Lukáš Vozáb edited this page Jan 25, 2016 · 1 revision

System Management Architecture - User/Role Managment

Preface

CleverBus product doesn't provide standardized implementation for user/role relationship so that there is no possibility to define such a relations. This releations are seen as usefull when the access restriction for given resource o function must be define in CleverBus implementations.

This document is going to design such a implementation.

Reference

Ref. Description
CLVBUS-198 Related developmnet task
RBAC Role Based Access Control wiki
ACL Access Control List
RBAC vs ACL Study NIST - Comparing Simple RBAC Models and ACL's (John Barkley)
RBAC Models IEEE - RBAC Reference Models (Oct 26 1995)
JSR-250 Common Annotations for Java Platform v1.2 (Feb 15 2013)

RBAC

  • RBAC 0 - The base model, is at the bottom, indicating that it is the minimum requirement for any system that professes to support RBAC
  • RBAC 1 - Adds the concept of role hierarchies (situations where roles can inherit permissions from other roles).
  • RBAC 2 - Adds constraints (which impose restrictions on acceptable configurations of the different components of RBAC).
  • RBAC 3 - consolidated model, includes RBAC1 and RBAC2 and, by transitivity RBAC 0

RBAC models relations

Benefits

  • It provides mechanisms to secure the system againts fraud
  • It provides access control to selected resource and functionality provided by the system
  • It enables centralized user/role management
  • It directly supports three well-known security principles: least privilege, separation of duties, and data abstraction

Processing phases

The Administration phase consists of creating and maintaining user and object security attributes. Administration tools are usually privileged applications. Administration usually occurs the least often of the three phases.

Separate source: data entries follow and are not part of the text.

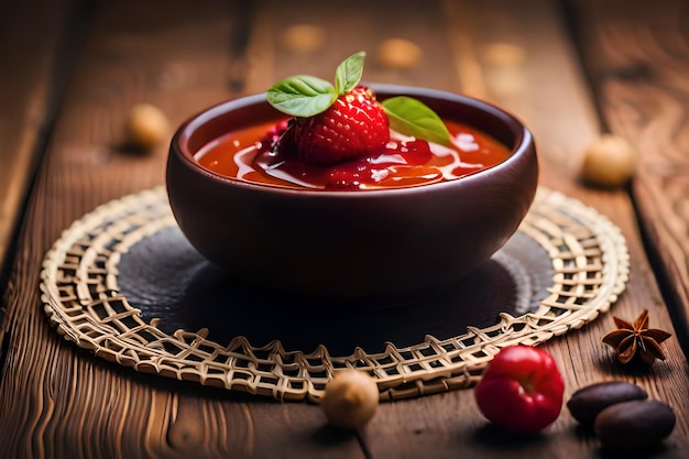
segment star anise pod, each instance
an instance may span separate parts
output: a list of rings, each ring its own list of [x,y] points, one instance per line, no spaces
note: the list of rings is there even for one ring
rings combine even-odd
[[[614,316],[613,319],[617,329],[605,335],[603,342],[615,348],[620,363],[628,363],[637,354],[649,365],[656,359],[665,360],[660,343],[672,335],[658,328],[648,328],[648,309],[644,309],[634,324]]]

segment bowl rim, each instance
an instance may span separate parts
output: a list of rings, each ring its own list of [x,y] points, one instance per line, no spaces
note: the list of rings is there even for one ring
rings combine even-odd
[[[386,97],[393,97],[397,95],[404,95],[409,97],[423,97],[427,99],[442,99],[450,102],[457,102],[464,106],[469,106],[472,109],[483,111],[500,120],[512,133],[515,135],[514,147],[511,149],[510,156],[489,168],[480,171],[475,174],[461,177],[460,179],[439,182],[427,185],[403,187],[403,188],[384,188],[384,189],[364,189],[364,190],[325,190],[325,189],[309,189],[309,188],[289,188],[280,187],[274,185],[256,184],[247,182],[233,177],[227,177],[219,175],[211,170],[208,170],[194,159],[194,154],[187,147],[188,141],[193,133],[203,124],[208,121],[219,118],[228,111],[249,107],[253,105],[267,105],[266,92],[253,94],[248,96],[241,96],[230,100],[219,102],[207,109],[204,109],[196,114],[185,120],[174,133],[171,140],[169,155],[177,155],[182,162],[192,171],[199,175],[206,176],[209,179],[218,182],[219,184],[231,185],[238,188],[244,188],[247,190],[262,192],[262,193],[276,193],[286,195],[296,195],[310,198],[364,198],[373,196],[392,196],[392,195],[406,195],[418,193],[430,193],[436,190],[442,190],[446,188],[457,188],[470,186],[477,181],[485,181],[491,175],[500,174],[505,168],[511,168],[513,163],[521,161],[521,159],[528,154],[531,150],[535,150],[534,136],[526,125],[512,113],[499,108],[497,106],[486,102],[484,100],[477,99],[474,97],[450,92],[447,90],[431,89],[417,86],[393,85],[393,84],[378,84],[378,83],[362,83],[362,85],[370,87],[378,95],[381,95],[382,99]],[[275,111],[278,113],[278,111]],[[479,127],[479,129],[482,129]],[[489,135],[493,135],[486,130],[482,129]]]

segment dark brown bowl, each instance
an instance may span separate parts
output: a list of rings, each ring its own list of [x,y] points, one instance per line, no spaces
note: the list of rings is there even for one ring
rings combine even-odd
[[[179,228],[208,260],[247,285],[332,304],[408,303],[455,285],[516,231],[538,164],[529,131],[489,103],[450,92],[370,85],[379,99],[417,98],[444,118],[512,149],[503,163],[412,188],[324,192],[221,177],[194,154],[229,130],[281,117],[265,95],[223,102],[173,138],[167,193]]]

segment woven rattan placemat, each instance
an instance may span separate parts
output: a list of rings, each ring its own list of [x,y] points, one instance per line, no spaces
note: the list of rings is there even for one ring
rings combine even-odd
[[[501,347],[595,319],[624,291],[628,264],[605,217],[540,188],[517,233],[455,291],[370,314],[292,314],[203,260],[158,187],[75,221],[46,254],[41,289],[61,335],[138,371],[317,400],[335,370],[354,367],[382,398],[402,398],[471,386]]]

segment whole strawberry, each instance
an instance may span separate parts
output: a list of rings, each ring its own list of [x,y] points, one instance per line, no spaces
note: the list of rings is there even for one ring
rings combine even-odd
[[[335,87],[309,75],[276,83],[267,101],[292,114],[275,147],[308,163],[335,164],[382,153],[390,128],[418,139],[449,144],[442,121],[418,100],[400,96],[382,103],[367,87],[358,86],[365,53],[344,59],[337,68]]]

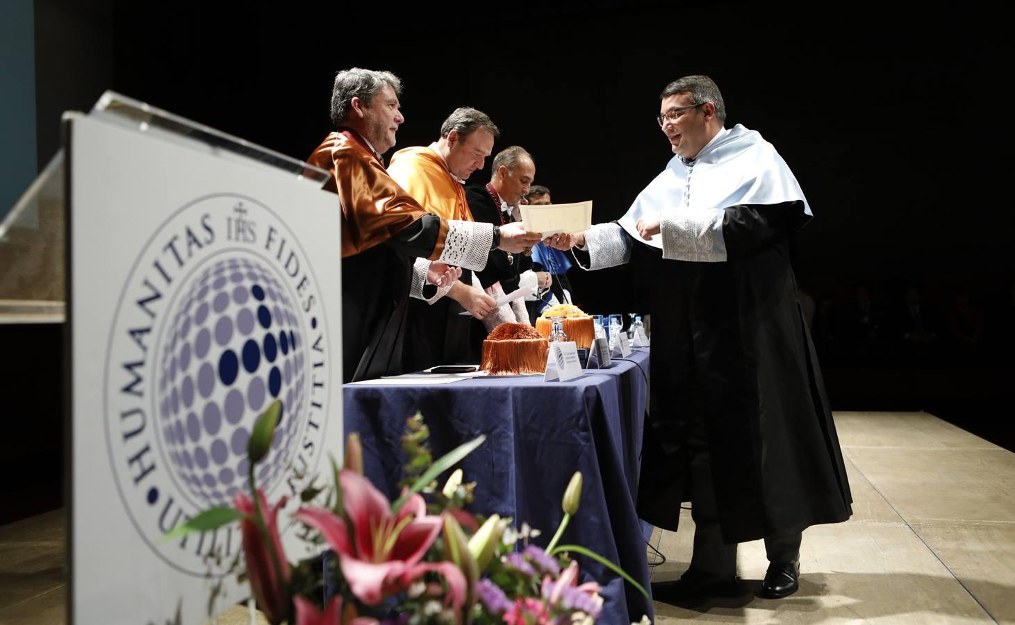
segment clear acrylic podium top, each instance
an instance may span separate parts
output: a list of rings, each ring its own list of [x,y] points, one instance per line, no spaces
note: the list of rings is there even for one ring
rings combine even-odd
[[[80,115],[66,113],[64,119]],[[318,188],[331,176],[296,158],[113,91],[104,93],[88,115]],[[53,324],[65,319],[66,158],[61,148],[0,223],[0,324]]]

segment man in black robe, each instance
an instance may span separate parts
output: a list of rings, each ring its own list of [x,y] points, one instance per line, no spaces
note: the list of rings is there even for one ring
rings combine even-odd
[[[676,602],[735,588],[737,543],[764,539],[761,596],[797,591],[801,531],[852,513],[789,240],[811,212],[770,143],[741,125],[707,76],[663,91],[676,154],[619,222],[556,235],[587,269],[632,262],[654,276],[652,397],[639,515],[695,524],[691,566],[653,585]]]
[[[536,163],[533,162],[532,155],[518,145],[506,147],[493,157],[491,169],[493,175],[490,182],[465,189],[472,218],[496,226],[520,221],[518,207],[525,201],[525,195],[536,178]],[[477,271],[476,277],[480,288],[493,298],[514,293],[520,286],[531,289],[537,282],[530,255],[501,250],[490,252],[486,267]],[[525,284],[522,284],[523,281]],[[474,357],[482,355],[486,335],[505,322],[532,325],[523,300],[516,299],[499,306],[482,320],[473,320],[470,343]]]

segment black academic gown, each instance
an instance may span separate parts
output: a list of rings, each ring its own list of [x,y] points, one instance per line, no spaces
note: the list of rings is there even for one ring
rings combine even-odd
[[[675,531],[688,500],[687,432],[707,433],[727,543],[838,523],[850,485],[789,239],[800,202],[726,209],[729,260],[664,260],[633,244],[634,271],[655,277],[652,385],[638,514]],[[629,236],[626,232],[625,236]]]
[[[387,242],[342,259],[343,383],[412,370],[402,361],[412,266],[433,252],[439,230],[441,218],[424,215]],[[423,287],[424,295],[435,292]]]
[[[486,186],[466,187],[465,197],[469,202],[469,211],[475,221],[501,225],[499,215],[503,213],[494,204],[493,198],[486,191]],[[492,250],[486,260],[486,267],[476,272],[479,286],[486,289],[496,282],[500,283],[504,293],[518,290],[522,272],[532,269],[532,257],[524,254],[509,255],[502,250]],[[469,328],[469,354],[472,359],[480,360],[483,354],[483,340],[486,339],[486,327],[483,322],[472,319]]]
[[[458,279],[472,284],[472,272],[462,270]],[[405,319],[402,365],[406,371],[419,371],[438,364],[478,363],[469,349],[469,322],[465,310],[447,295],[433,303],[410,298]]]
[[[501,225],[503,222],[500,207],[493,203],[493,198],[486,191],[486,187],[467,187],[465,197],[469,201],[469,210],[472,218],[476,221]],[[514,221],[514,219],[510,219]],[[482,271],[477,271],[479,282],[482,288],[488,288],[495,282],[499,282],[504,293],[518,290],[519,276],[523,272],[532,269],[532,257],[524,254],[511,254],[502,250],[493,250],[486,261],[486,267]]]

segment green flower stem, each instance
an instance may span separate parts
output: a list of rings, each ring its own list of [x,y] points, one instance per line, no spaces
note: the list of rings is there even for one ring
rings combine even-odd
[[[588,557],[592,558],[593,560],[599,562],[603,566],[608,567],[610,570],[612,570],[616,574],[618,574],[621,577],[623,577],[624,579],[626,579],[628,583],[630,583],[632,586],[634,586],[635,588],[637,588],[642,595],[645,595],[646,599],[649,599],[649,600],[652,599],[651,597],[649,597],[649,593],[646,592],[646,589],[641,586],[641,584],[638,583],[638,582],[636,582],[636,581],[634,581],[634,578],[631,577],[630,575],[628,575],[626,572],[624,572],[624,569],[620,568],[619,566],[617,566],[613,562],[610,562],[609,560],[607,560],[603,556],[599,555],[595,551],[586,549],[585,547],[582,547],[581,545],[561,545],[561,546],[559,546],[557,548],[550,547],[550,548],[546,549],[546,553],[548,555],[551,555],[551,556],[554,555],[554,554],[556,554],[556,553],[559,553],[561,551],[573,551],[576,553],[580,553],[580,554],[582,554],[584,556],[588,556]]]
[[[550,553],[553,551],[553,547],[557,544],[557,541],[560,540],[560,537],[564,533],[564,529],[567,527],[567,522],[569,520],[570,520],[570,513],[564,512],[564,517],[560,519],[560,527],[557,528],[557,533],[553,535],[553,540],[551,540],[550,544],[546,546],[546,553]]]
[[[250,469],[248,470],[247,474],[247,479],[250,480],[251,484],[251,493],[254,498],[254,523],[257,524],[257,530],[258,533],[261,534],[261,540],[263,540],[264,543],[268,545],[268,553],[271,555],[271,565],[275,569],[275,579],[278,581],[279,584],[282,584],[285,583],[285,580],[282,579],[281,561],[278,559],[278,553],[275,551],[275,541],[271,540],[271,537],[268,535],[268,527],[265,525],[264,513],[261,510],[261,497],[258,495],[257,486],[254,483],[255,464],[256,463],[250,463]],[[286,589],[285,594],[286,595],[289,594],[288,589]],[[289,603],[289,605],[290,606],[292,605],[291,602]],[[288,609],[286,609],[286,612],[288,612]],[[291,621],[292,620],[291,617],[292,617],[291,614],[287,614],[286,620]]]

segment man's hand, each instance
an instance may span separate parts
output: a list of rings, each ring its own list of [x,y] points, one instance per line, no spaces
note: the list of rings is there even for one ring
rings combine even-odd
[[[641,235],[641,238],[646,240],[649,240],[656,234],[659,234],[662,229],[660,226],[659,215],[656,215],[655,217],[641,217],[637,220],[637,223],[634,224],[634,227],[637,228],[637,233]]]
[[[456,282],[448,291],[448,295],[479,320],[497,309],[496,299],[468,284]]]
[[[447,263],[431,262],[426,270],[426,282],[437,288],[450,286],[452,282],[462,277],[461,267],[452,267]]]
[[[500,226],[500,249],[518,254],[532,248],[543,237],[539,232],[526,232],[521,221],[513,221]]]
[[[570,250],[576,246],[579,248],[585,247],[585,232],[579,232],[578,234],[566,234],[561,232],[560,234],[547,236],[545,239],[543,239],[543,242],[553,248],[554,250],[567,252],[568,250]]]

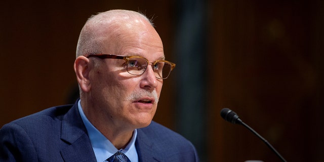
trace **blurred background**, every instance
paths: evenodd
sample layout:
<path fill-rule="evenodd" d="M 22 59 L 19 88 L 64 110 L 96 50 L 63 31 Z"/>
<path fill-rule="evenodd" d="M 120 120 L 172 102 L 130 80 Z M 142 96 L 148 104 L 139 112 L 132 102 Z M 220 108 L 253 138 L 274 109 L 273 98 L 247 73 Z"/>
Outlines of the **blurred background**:
<path fill-rule="evenodd" d="M 8 1 L 0 2 L 0 127 L 73 103 L 79 32 L 92 15 L 140 11 L 177 64 L 154 120 L 195 146 L 201 161 L 278 161 L 227 107 L 289 161 L 324 161 L 324 2 Z"/>

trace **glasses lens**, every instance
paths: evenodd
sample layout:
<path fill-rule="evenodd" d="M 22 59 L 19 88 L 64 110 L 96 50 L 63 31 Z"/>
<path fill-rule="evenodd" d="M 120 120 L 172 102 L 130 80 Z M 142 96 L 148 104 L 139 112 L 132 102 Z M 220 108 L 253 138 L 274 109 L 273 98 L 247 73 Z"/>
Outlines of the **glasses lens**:
<path fill-rule="evenodd" d="M 140 57 L 130 58 L 127 63 L 127 71 L 133 75 L 141 75 L 145 71 L 147 61 Z"/>
<path fill-rule="evenodd" d="M 160 79 L 165 79 L 169 76 L 171 71 L 171 64 L 168 62 L 160 61 L 153 66 L 155 77 Z"/>

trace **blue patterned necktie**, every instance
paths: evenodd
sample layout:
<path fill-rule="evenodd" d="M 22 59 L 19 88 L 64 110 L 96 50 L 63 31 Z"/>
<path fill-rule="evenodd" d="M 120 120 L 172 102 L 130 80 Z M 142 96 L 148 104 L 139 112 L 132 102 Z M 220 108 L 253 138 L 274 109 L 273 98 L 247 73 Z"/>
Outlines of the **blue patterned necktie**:
<path fill-rule="evenodd" d="M 131 162 L 125 154 L 118 151 L 107 159 L 108 162 Z"/>

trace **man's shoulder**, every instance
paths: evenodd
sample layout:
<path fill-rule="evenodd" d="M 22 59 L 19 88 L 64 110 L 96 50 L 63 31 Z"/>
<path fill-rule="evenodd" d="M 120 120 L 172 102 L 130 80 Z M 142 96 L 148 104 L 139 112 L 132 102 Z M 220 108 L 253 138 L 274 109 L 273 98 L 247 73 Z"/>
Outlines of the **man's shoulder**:
<path fill-rule="evenodd" d="M 73 105 L 65 105 L 52 107 L 35 113 L 13 120 L 8 125 L 17 125 L 21 127 L 31 126 L 37 129 L 35 126 L 51 125 L 51 122 L 61 120 Z"/>
<path fill-rule="evenodd" d="M 191 144 L 188 140 L 179 133 L 154 121 L 152 121 L 148 127 L 138 129 L 138 132 L 140 136 L 141 133 L 145 134 L 145 136 L 155 142 L 169 141 Z"/>

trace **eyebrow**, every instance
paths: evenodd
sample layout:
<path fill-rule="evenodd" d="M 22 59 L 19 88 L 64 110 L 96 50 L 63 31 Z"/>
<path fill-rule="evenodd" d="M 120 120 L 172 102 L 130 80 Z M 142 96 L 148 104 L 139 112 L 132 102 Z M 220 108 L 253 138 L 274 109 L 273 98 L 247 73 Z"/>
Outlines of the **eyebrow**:
<path fill-rule="evenodd" d="M 144 57 L 141 55 L 140 55 L 139 54 L 130 54 L 130 53 L 128 53 L 126 54 L 125 55 L 124 55 L 125 56 L 139 56 L 139 57 Z M 146 58 L 147 59 L 147 58 Z M 157 60 L 166 60 L 166 57 L 164 56 L 161 56 L 158 59 L 157 59 Z"/>

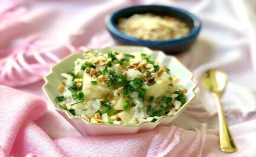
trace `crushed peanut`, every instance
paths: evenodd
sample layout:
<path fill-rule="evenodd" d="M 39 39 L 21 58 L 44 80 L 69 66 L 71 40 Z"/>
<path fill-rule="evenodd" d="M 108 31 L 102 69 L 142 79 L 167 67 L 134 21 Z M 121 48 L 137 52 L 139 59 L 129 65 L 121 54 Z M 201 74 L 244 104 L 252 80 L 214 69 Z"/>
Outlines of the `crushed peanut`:
<path fill-rule="evenodd" d="M 87 69 L 86 69 L 86 70 L 85 70 L 85 72 L 87 74 L 89 74 L 90 73 L 90 71 L 91 70 L 91 69 L 92 68 L 88 68 Z"/>
<path fill-rule="evenodd" d="M 157 72 L 157 77 L 160 77 L 161 76 L 163 73 L 164 72 L 164 70 L 162 68 L 161 68 L 158 70 Z"/>
<path fill-rule="evenodd" d="M 92 77 L 92 76 L 96 74 L 97 73 L 96 70 L 93 68 L 91 69 L 91 70 L 90 71 L 90 76 Z"/>
<path fill-rule="evenodd" d="M 187 35 L 190 31 L 185 23 L 176 18 L 151 13 L 121 18 L 117 27 L 129 36 L 153 40 L 179 38 Z"/>
<path fill-rule="evenodd" d="M 99 112 L 97 112 L 94 114 L 94 118 L 99 119 L 100 118 L 100 114 Z"/>
<path fill-rule="evenodd" d="M 75 85 L 75 86 L 77 88 L 80 88 L 80 87 L 81 87 L 82 85 L 83 85 L 83 84 L 81 83 L 76 83 Z"/>

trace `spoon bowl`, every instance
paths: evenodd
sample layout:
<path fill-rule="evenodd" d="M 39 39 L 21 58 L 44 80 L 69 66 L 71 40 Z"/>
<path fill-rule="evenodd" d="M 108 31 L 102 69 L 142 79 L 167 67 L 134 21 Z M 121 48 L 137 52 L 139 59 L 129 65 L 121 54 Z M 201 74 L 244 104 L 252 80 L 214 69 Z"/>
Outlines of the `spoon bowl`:
<path fill-rule="evenodd" d="M 228 77 L 223 71 L 212 69 L 206 72 L 202 78 L 202 84 L 212 92 L 223 93 L 225 91 Z"/>
<path fill-rule="evenodd" d="M 215 98 L 220 126 L 220 144 L 221 150 L 225 152 L 235 152 L 237 149 L 226 120 L 221 98 L 226 88 L 228 77 L 223 71 L 211 69 L 203 75 L 201 82 L 203 85 L 211 92 Z"/>

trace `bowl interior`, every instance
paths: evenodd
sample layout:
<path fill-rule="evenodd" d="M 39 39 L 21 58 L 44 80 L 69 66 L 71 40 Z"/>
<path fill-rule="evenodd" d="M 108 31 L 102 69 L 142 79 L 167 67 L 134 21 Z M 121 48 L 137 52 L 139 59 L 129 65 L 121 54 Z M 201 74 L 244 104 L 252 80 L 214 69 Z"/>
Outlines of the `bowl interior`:
<path fill-rule="evenodd" d="M 112 24 L 116 26 L 119 19 L 128 18 L 133 15 L 151 13 L 161 16 L 168 16 L 175 17 L 185 23 L 190 31 L 196 24 L 191 14 L 183 10 L 170 7 L 157 5 L 135 6 L 120 9 L 114 13 L 111 18 Z"/>
<path fill-rule="evenodd" d="M 150 55 L 152 59 L 159 60 L 160 65 L 167 66 L 171 69 L 170 73 L 175 75 L 182 81 L 184 87 L 188 91 L 186 94 L 187 102 L 174 114 L 170 116 L 162 116 L 157 120 L 156 122 L 160 122 L 164 117 L 177 115 L 187 107 L 195 97 L 194 90 L 196 87 L 196 85 L 192 81 L 193 77 L 192 74 L 173 57 L 166 56 L 161 51 L 153 51 L 146 47 L 141 46 L 114 46 L 102 49 L 92 49 L 91 51 L 93 52 L 103 53 L 113 51 L 120 51 L 124 53 L 129 53 L 134 52 L 143 52 Z M 44 78 L 46 83 L 43 87 L 43 89 L 46 94 L 52 102 L 55 109 L 65 112 L 69 118 L 81 119 L 75 117 L 69 111 L 62 109 L 58 105 L 56 97 L 60 96 L 60 94 L 58 91 L 57 87 L 63 78 L 61 75 L 61 74 L 72 70 L 74 68 L 74 61 L 78 58 L 82 58 L 83 57 L 83 53 L 75 53 L 71 55 L 53 67 L 50 73 Z M 134 127 L 137 126 L 142 124 L 139 124 Z"/>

The Session phase consists of establishing, changing the characteristics of, and removing sessions. A session is a set of processes, called subjects, which act on behalf of a user. Session establishment involves authenticating the user, creating one or more subjects, and associating user security attributes with each subject. The Session phase usually occurs more often than the Administration phase and less often than the Enforcement phase.

The Enforcement phase consists of comparing the user security attributes associated with the subject (i.e., the subject security attributes) to object security attributes in order to grant or deny access. The Enforcement phase occurs every time asubject attempts to access an object and is usually the most frequently occurring phase of the three.